Human Rights Watch ve aralarında Uluslararası Af Örgütü, Uluslararası Barolar Birliği İnsan Hakları Enstitüsü, Avrupa Barolar ve Hukuk Dernekleri Konseyi’nin de bulunduğu 12 uluslararası hukuk ve insan hakları örgütü, İstanbul Barosu yönetimi hakkında açılan davaların Türkiye’nin uluslararası yükümlülüklerine aykırı olduğunu belirterek davanın düşürülmesini istedi.
5 Eylül’de İstanbul 26. Ağır Ceza Mahkemesi’ne sunulan **amicus brief**’te, baro başkanı İbrahim Kaboğlu ve 10 yönetim kurulu üyesi hakkında açılan ceza ve hukuk davalarının, savunma mesleğine yönelik doğrudan bir saldırı olduğu vurgulandı.
Dava, İstanbul Barosu’nun 21 Aralık 2024’te, iki Kürt gazeteci Nazım Daştan ve Cihan Bilgin’in Suriye’nin kuzeyinde insansız hava aracı saldırısında öldürülmesinin ardından yaptığı açıklamaya dayanıyor. Baro, açıklamasında gazetecilerin korunması gerektiğini, etkili bir soruşturma yürütülmesini ve gözaltına alınan avukatların serbest bırakılmasını talep etmişti.
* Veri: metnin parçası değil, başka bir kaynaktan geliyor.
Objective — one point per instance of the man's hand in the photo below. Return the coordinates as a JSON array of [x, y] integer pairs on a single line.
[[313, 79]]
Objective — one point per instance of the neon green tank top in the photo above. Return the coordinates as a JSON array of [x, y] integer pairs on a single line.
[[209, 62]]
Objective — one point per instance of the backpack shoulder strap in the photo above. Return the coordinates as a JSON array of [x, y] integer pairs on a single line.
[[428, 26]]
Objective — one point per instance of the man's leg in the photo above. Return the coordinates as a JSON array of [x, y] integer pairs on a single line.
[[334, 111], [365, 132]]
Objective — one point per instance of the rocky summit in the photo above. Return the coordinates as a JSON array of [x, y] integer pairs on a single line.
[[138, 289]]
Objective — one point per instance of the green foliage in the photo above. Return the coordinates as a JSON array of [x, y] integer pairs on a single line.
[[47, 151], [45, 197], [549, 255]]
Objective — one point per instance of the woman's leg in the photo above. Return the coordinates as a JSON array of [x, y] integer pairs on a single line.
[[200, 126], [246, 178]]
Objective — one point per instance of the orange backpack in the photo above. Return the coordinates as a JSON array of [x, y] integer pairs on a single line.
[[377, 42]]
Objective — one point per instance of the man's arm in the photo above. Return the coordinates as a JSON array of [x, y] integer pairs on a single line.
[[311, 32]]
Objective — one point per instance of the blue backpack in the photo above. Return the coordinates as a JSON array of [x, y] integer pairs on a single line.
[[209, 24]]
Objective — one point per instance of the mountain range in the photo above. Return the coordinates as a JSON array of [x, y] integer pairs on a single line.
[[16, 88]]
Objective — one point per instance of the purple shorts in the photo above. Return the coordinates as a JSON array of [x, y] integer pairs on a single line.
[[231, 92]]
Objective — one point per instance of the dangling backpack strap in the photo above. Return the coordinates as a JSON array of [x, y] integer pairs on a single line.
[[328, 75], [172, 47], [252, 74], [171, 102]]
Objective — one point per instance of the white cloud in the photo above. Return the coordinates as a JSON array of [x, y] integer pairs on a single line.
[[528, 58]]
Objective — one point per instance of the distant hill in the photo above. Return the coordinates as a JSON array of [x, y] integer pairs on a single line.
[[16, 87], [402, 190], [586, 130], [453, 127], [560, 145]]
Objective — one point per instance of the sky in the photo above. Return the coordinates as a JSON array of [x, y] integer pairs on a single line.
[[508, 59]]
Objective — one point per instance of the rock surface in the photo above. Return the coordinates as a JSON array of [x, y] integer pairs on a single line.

Türkiye’deki savcılar bu açıklamayı gerekçe göstererek baro yöneticilerine **“terör propagandası”** ve **“yanıltıcı bilgi yaymak”** suçlamaları yöneltti, ayrıca baro yönetiminin görevden alınması için sivil dava açtı. İstanbul 2. Asliye Hukuk Mahkemesi 21 Mart’ta yönetimin görevine son verilmesine karar verdi, karar halen istinafta.
Uluslararası örgütler, bu sürecin hukuk devleti ilkesine aykırı olduğunu ve siyasi amaç güttüğünü belirterek, “Barolar insan haklarını savunmakla yükümlüdür, açıklamalar mesleki görevleri kapsamındadır” dedi.
Amnesty International’dan Dinushika Dissanayake, davanın avukatlara yönelik sistematik baskının parçası olduğunu ve tehlikeli bir emsal yarattığını söyledi. Helena Kennedy (IBA İnsan Hakları Enstitüsü), “Böylesi bir açıklamayı kriminalize etmek hem hukuken savunulamaz hem de siyaseten alarm vericidir” ifadesini kullandı.
Örgütler, davanın Türkiye’nin ifade özgürlüğü, örgütlenme özgürlüğü ve avukatların bağımsızlığına dair uluslararası yükümlülüklerine aykırı olduğunu, davanın düşürülmesinin tek adil sonuç olduğunu vurguladı.